Securing Kubernetes workloads by removing public endpoints and utilizing internal load balancers.
| Date | Category |
|---|---|
| 2025-12-01 | Azure / Kubernetes |
Overview
- What: We will deploy a fully private Azure Kubernetes Service (AKS) cluster that is only accessible from within our Virtual Network (VNet).
- Why: To achieve a Zero Trust architecture where the API server and workloads have zero public visibility. This ensures that no part of the cluster is reachable from the public internet, reducing the attack surface to the absolute minimum.
- Who: Cloud Engineers and DevOps professionals looking to secure their container infrastructure.
Prerequisites
- Azure CLI installed locally.
- Resource Group created for the AKS Cluster.
- Virtual Network (VNet) with a dedicated
/24subnet available for AKS. - Firewall rule from on-premises to AKS subnet
- Route Table (UDR) associated with the AKS subnet containing a
0.0.0.0/0route (required for--outbound-type userDefinedRouting). - Hub & Spoke / Hybrid Connectivity: Ensure you have network line-of-sight to the VNet. This could be via:
- Site-to-Site (S2S) VPN or ExpressRoute (for on-prem hybrid access).
- Point-to-Site (P2S) VPN (for individual developer access).
- A Jumpbox VM inside the VNet.
Firewall Requirements (Egress)
For a private AKS cluster to function (pull system images, register nodes), your Azure Firewall must allow outbound HTTPS (443) access to these Global Microsoft FQDNs:
| FQDN | Purpose |
|---|---|
mcr.microsoft.com |
Required. Access to Microsoft Container Registry (CoreDNS, etc). |
*.data.mcr.microsoft.com |
Required. Backing storage for MCR images. |
management.azure.com |
Kubernetes operations against Azure API. |
login.microsoftonline.com |
Microsoft Entra ID authentication. |
packages.microsoft.com |
Cached apt-get operations (Moby, Azure CLI). |
acs-mirror.azureedge.net |
Required binaries (kubenet, Azure CNI). |
packages.aks.azure.com |
Future replacement for acs-mirror. |
⚠️ Critical: If these are blocked, your nodes will fail to register and the cluster creation will hang/fail.
Implementation Steps
📥 View all commands used in this guide
1. Deploy the Private AKS Cluster
We use the Azure CLI to create the cluster.
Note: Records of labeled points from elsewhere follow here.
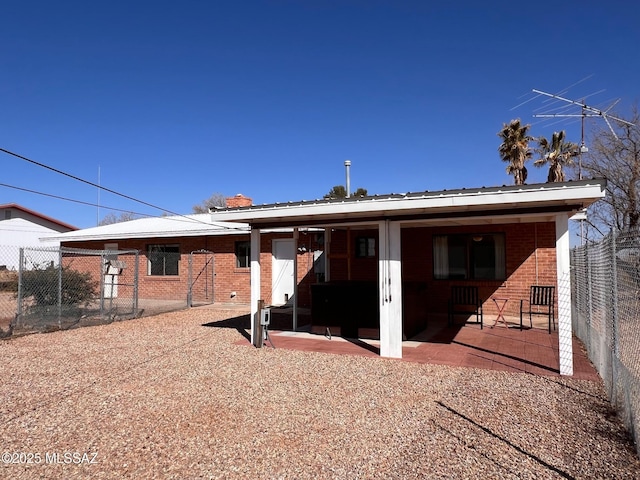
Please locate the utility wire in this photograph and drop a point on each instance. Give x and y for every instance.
(87, 182)
(72, 200)
(21, 157)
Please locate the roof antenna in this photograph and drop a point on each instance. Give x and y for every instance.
(347, 166)
(593, 112)
(585, 111)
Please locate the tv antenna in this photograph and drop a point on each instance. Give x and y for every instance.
(585, 111)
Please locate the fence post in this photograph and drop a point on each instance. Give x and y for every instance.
(589, 294)
(190, 284)
(614, 297)
(257, 327)
(60, 288)
(20, 263)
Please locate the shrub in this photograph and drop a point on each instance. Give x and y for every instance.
(42, 284)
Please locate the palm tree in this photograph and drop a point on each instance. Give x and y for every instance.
(557, 153)
(515, 149)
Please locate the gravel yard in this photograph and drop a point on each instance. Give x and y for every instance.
(165, 397)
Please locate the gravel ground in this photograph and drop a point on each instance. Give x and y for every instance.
(165, 397)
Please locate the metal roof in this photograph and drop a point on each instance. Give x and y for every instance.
(519, 201)
(46, 218)
(154, 227)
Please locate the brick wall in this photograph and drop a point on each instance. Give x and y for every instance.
(530, 259)
(223, 276)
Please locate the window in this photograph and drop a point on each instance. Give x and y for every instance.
(163, 259)
(365, 247)
(243, 254)
(473, 257)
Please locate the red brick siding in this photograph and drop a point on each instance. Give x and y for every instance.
(530, 259)
(228, 278)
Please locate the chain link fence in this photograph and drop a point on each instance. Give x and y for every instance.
(606, 317)
(61, 288)
(45, 289)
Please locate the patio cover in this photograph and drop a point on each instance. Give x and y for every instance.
(470, 206)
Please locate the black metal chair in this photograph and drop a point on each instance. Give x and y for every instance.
(464, 300)
(541, 302)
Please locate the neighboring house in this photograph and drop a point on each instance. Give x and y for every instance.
(400, 254)
(21, 227)
(191, 255)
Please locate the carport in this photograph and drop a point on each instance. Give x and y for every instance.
(550, 203)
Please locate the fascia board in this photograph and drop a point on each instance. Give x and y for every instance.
(459, 200)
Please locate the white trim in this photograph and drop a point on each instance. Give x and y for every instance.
(390, 289)
(565, 336)
(493, 199)
(255, 283)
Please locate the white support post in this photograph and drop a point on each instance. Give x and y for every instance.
(327, 253)
(295, 279)
(565, 336)
(390, 289)
(255, 285)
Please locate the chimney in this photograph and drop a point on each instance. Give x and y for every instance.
(239, 201)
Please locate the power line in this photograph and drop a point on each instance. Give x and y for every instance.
(70, 199)
(21, 157)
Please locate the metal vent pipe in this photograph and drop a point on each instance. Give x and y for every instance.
(347, 166)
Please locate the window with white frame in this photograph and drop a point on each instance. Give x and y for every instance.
(163, 260)
(469, 257)
(365, 247)
(243, 254)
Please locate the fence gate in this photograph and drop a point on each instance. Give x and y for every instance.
(201, 276)
(66, 288)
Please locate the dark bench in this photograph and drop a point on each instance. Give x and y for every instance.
(539, 296)
(464, 300)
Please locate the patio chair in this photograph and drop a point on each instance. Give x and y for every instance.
(541, 302)
(464, 300)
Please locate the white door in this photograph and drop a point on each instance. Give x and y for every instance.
(282, 285)
(110, 281)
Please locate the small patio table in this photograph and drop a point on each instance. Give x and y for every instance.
(501, 304)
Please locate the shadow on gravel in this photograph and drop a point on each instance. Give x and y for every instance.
(488, 431)
(241, 323)
(512, 357)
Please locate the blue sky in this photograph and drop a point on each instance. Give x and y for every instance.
(174, 101)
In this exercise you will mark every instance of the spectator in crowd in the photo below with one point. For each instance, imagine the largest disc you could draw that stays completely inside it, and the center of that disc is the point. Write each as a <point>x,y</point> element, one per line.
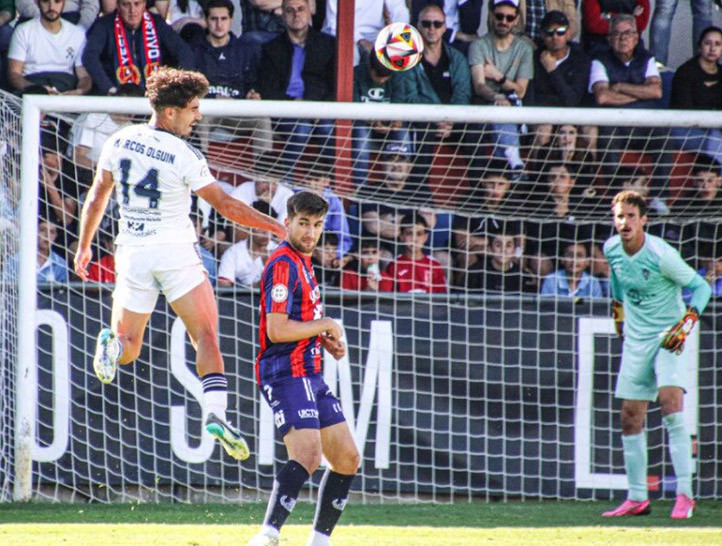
<point>57,195</point>
<point>231,66</point>
<point>103,269</point>
<point>705,199</point>
<point>626,76</point>
<point>79,12</point>
<point>442,77</point>
<point>373,82</point>
<point>566,146</point>
<point>597,16</point>
<point>491,181</point>
<point>502,65</point>
<point>559,195</point>
<point>300,64</point>
<point>370,16</point>
<point>51,266</point>
<point>501,272</point>
<point>463,18</point>
<point>7,16</point>
<point>128,45</point>
<point>326,263</point>
<point>561,71</point>
<point>184,16</point>
<point>90,131</point>
<point>243,262</point>
<point>263,19</point>
<point>364,271</point>
<point>46,51</point>
<point>379,218</point>
<point>318,178</point>
<point>635,178</point>
<point>573,279</point>
<point>697,85</point>
<point>414,270</point>
<point>661,27</point>
<point>209,260</point>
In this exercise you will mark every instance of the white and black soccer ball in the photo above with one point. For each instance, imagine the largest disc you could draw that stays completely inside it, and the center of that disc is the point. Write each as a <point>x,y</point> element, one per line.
<point>399,46</point>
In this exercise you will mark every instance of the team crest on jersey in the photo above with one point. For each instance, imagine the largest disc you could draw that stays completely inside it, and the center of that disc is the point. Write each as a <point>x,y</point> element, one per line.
<point>279,293</point>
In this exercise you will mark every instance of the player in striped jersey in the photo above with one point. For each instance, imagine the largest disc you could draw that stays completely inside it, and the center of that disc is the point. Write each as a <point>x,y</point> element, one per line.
<point>153,171</point>
<point>293,332</point>
<point>647,277</point>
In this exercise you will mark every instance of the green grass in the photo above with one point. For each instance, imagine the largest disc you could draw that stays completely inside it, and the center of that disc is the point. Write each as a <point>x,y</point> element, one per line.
<point>543,523</point>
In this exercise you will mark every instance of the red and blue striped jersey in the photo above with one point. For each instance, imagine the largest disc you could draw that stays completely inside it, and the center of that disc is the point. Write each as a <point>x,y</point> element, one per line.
<point>289,286</point>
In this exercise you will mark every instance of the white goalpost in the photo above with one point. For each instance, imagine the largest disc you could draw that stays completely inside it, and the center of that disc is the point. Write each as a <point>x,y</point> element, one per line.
<point>471,393</point>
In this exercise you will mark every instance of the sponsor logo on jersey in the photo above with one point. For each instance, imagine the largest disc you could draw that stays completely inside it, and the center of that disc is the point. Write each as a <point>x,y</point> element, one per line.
<point>339,504</point>
<point>287,502</point>
<point>279,293</point>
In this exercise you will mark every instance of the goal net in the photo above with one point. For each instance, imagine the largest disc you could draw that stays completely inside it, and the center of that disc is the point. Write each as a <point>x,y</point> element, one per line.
<point>498,384</point>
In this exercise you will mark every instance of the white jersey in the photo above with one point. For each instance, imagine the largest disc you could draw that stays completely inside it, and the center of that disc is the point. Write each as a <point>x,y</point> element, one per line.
<point>154,173</point>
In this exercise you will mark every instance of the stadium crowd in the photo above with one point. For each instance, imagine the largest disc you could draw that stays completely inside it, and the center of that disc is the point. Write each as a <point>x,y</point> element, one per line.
<point>523,54</point>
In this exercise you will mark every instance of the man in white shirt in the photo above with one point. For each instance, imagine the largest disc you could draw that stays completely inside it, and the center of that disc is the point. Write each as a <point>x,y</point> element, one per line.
<point>47,51</point>
<point>153,171</point>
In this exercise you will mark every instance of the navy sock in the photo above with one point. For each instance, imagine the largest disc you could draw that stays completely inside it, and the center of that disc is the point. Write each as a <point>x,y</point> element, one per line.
<point>332,497</point>
<point>286,486</point>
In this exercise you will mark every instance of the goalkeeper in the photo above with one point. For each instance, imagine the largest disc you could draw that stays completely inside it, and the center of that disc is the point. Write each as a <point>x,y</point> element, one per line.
<point>647,277</point>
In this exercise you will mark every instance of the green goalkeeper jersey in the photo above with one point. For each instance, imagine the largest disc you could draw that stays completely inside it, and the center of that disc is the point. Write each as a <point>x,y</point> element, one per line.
<point>649,284</point>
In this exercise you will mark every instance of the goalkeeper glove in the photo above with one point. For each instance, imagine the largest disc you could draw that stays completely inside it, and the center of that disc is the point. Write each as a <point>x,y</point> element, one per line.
<point>675,336</point>
<point>618,315</point>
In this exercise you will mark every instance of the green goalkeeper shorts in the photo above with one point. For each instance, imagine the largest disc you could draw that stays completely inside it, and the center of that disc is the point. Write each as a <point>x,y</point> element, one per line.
<point>646,367</point>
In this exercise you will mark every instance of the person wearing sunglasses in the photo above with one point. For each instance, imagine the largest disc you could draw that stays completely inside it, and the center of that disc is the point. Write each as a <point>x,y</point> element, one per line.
<point>442,77</point>
<point>561,71</point>
<point>502,65</point>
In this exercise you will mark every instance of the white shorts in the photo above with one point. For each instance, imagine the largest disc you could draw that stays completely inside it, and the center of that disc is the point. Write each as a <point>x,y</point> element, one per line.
<point>141,272</point>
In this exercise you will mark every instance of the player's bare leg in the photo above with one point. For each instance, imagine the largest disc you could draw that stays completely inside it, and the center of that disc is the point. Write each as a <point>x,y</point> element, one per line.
<point>634,441</point>
<point>671,402</point>
<point>119,344</point>
<point>304,457</point>
<point>340,450</point>
<point>199,312</point>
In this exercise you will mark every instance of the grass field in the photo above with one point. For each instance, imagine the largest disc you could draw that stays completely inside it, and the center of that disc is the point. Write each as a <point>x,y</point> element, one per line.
<point>527,523</point>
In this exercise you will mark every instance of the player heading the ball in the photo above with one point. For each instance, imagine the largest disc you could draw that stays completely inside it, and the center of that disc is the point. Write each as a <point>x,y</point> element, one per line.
<point>647,277</point>
<point>153,171</point>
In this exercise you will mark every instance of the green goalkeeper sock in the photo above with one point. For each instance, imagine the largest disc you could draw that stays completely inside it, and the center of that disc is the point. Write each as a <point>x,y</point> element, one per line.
<point>635,463</point>
<point>680,450</point>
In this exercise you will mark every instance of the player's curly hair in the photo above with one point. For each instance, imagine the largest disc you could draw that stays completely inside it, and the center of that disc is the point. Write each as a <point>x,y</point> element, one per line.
<point>306,202</point>
<point>633,198</point>
<point>174,88</point>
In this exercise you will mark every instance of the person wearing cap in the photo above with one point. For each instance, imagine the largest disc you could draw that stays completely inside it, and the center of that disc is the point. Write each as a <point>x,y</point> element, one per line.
<point>502,65</point>
<point>561,71</point>
<point>373,83</point>
<point>442,77</point>
<point>597,16</point>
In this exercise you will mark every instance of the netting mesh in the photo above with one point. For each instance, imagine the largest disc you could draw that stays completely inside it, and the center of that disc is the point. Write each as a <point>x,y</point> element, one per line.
<point>474,392</point>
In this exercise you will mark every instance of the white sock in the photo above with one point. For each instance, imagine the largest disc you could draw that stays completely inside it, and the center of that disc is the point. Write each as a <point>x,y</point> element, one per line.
<point>270,531</point>
<point>215,402</point>
<point>318,539</point>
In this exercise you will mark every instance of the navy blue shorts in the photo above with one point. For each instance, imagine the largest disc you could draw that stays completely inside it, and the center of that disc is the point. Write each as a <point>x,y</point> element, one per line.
<point>302,402</point>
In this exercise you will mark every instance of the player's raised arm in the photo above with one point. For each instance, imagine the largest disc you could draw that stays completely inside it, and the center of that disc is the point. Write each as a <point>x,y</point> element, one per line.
<point>238,211</point>
<point>90,218</point>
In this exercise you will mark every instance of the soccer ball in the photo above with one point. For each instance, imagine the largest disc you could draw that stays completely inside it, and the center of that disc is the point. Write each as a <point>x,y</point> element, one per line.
<point>399,46</point>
The key flags here are --enable-private-cluster and --disable-public-fqdn to ensure no public access is allowed. We also specify --outbound-type userDefinedRouting to control egress traffic.
📄 View the full creation script
az aks create \
--name <private-cluster-name> \
--resource-group <resource-group-name> \
--vnet-subnet-id <subnet-resource-id> \
--enable-private-cluster \
--network-plugin azure \
--enable-managed-identity \
--node-count <node-count> \
--node-vm-size <sku> \
--location <region> \
--outbound-type userDefinedRouting \
--disable-public-fqdn
⚠️ Critical Requirement for
userDefinedRouting: Since we are using--outbound-type userDefinedRouting, you must have a Route Table associated with your AKS subnet before running this command. This route table should typically have a0.0.0.0/0route pointing to your Firewall or NVA (Network Virtual Appliance).
- Why? This tells Azure: “Don’t give my cluster a Public IP. I will handle the routing myself (usually to my Firewall).”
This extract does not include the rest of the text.